Since it was awarded a one billion euro, decade-long research grant last year, the Human Brain Project has been the center of extreme excitement and heavy criticism. The project aims to simulate the human brain in silicon on a yet-to-be-assembled supercomputer of massive computational power. The goal? Understanding.
 
In a recent paper (more below), HBP researchers write, “The ultimate prime aim is to imitate and understand the native computations, algorithms, states, actions, and emergent behavior of the brain, as well as promote brain-inspired technology.”
 
The prospect is mind numbingly self-reflexive, the human brain folds its faculties of analysis in on themselves to understand and reproduce itself.

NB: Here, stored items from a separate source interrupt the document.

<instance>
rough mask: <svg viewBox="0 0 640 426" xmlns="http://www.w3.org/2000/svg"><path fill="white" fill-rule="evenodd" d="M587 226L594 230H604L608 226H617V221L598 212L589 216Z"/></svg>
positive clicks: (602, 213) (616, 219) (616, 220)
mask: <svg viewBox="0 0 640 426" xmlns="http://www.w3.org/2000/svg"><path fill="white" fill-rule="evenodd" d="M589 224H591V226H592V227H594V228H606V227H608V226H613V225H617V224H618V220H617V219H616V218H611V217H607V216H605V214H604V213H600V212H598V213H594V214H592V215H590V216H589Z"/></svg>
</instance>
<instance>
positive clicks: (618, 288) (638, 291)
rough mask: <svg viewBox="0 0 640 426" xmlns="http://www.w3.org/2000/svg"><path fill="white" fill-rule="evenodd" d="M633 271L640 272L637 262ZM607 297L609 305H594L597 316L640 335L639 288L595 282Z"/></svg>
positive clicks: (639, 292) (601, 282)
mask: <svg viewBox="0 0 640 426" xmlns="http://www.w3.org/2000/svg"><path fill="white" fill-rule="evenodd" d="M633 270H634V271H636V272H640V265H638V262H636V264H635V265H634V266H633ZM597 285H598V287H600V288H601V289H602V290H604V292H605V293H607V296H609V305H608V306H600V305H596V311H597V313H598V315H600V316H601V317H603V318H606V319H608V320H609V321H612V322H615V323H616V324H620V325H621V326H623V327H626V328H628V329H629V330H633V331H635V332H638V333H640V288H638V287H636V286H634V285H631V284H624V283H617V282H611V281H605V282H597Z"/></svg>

An awe-inspiring idea in its seeming impossibility. And maybe that’s partly why the project has been a magnet for early condemnation.
 
The problem, according to critics, is that our limited empirical and theoretical understanding isn’t yet at the level needed for even a simple human brain simulation, and that resources, therefore, would be better allocated on basic research for now.
 
Further, in an open letter with almost 800 signatures, a group of neuroscientists warns the HBP is veering from an endeavor of simulation dependent on and informed by empirical neuroscience to a venture that favors technology over scientific rigor.
 
So, is the HBP putting the billion-euro cart before the horse? The letter was published in July. The same month, the Human Brain Project’s co-executive director, Richard Frackowiak, wrote a spirited defense of the project.
 
Frackowiak compared the criticism to a similar missive written in 1990, the first year of the Human Genome Project. That earlier letter accused the Human Genome Project of “mediocre science, terrible science policy”, criticism the project later rose above by successfully sequencing the first complete human genome in 2003.